Jesus summoned the crowd again and said to them, “Hear me, all of you, and understand. Nothing that enters one from outside can defile that person; but the things that come out from within are what defile.”  When he got home away from the crowd his disciples questioned him about the parable. He said to them, “Are even you likewise without understanding? Do you not realize that everything that goes into a person from outside cannot defile, since it enters not the heart but the stomach and passes out into the latrine?” (Thus he declared all foods clean.) “But what comes out of the man, that is what defiles him. From within the man, from his heart, come evil thoughts, unchastity, theft, murder, adultery, greed, malice, deceit, licentiousness, envy, blasphemy, arrogance, folly. All these evils come from within and they defile.”


The Lord Jesus teaches about purity here.  First, he says what it is not: “Nothing that enters one from outside can defile that person.”  That is, something from the outside like dirt can only mar a person’s appearance whereas an internal defiling causes damage to the soul and makes it incapable of happiness here and heaven hereafter.  A person may feign happiness, but this is only an appearance.  The defiled soul becomes intensely self-centered, self-absorbed, and is only pleased when it gets its own way, though even that but momentarily.  While this teaching warns us of the effects of inward defilement, it also consoles us about temptation, from which we all suffer: temptation does not defile us as long as we resist it, since it comes to us from “the outside”.


The Apostles did not understand what the Lord was telling them.  The notion that sin could do this to a person, or that a person could do this to himself through sin, was new to them.  Sin had always been understood as an outward act that could be repaired through an outward ritual.  Thus, the Lord spent some time explaining that it while murder was a sin, inward rage against another person was a sin too (cf. Matthew 5, 22).  It isn’t enough to look like a saint; one has to be a saint inside one’s self.  The appearance, at best, only reflects the inward reality.


The Lord lists for us sins that defile a person so that there is no mistaking what they are (according to the Greek): evil thinking or plotting; fornication; theft; adultery; avarice; cunning; deceit; shameful sexual conduct; causing harm to another (“the evil eye”); blasphemy; arrogance, and willful negligence.  We see that three of these refer to sexual behavior: the Lord wants us to understand that deviancy here is a most serious offense against God.  The inward lusts that drive this deviancy have a particular power to destroy a person and to make a travesty of the image and likeness of God to which each human person is created.  But it is not only sexual sins that cause impurity.  All of the sins the Lord mentions so warp a person that that person cannot think of God, or of heaven, or of anything holy without revulsion or ridicule that is both defensive and puerile. 
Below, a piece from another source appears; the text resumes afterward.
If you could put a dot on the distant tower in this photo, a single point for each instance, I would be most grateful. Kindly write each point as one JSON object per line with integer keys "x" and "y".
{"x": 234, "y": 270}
One way to think of impurity is as an insect or a speck of dust that gets into out eye.  It makes it difficult or impossible to see out of that eye.  We might think that it is the world which has become distorted, but the problem is with us.  And as long as we tolerate the thing in our eye, we cannot see reality as it is.  Spiritual impurity makes it so that we cannot see God or to see that our lives here are for his service.  It becomes all about us.


How necessary it is for us to pray for spiritual purity and to fight off temptations against it.  It can be so easy to slip into, and so difficult for us to crawl away from.  But with our eyes fastened on the Lord and his love for us, nothing vile will fall into our eye.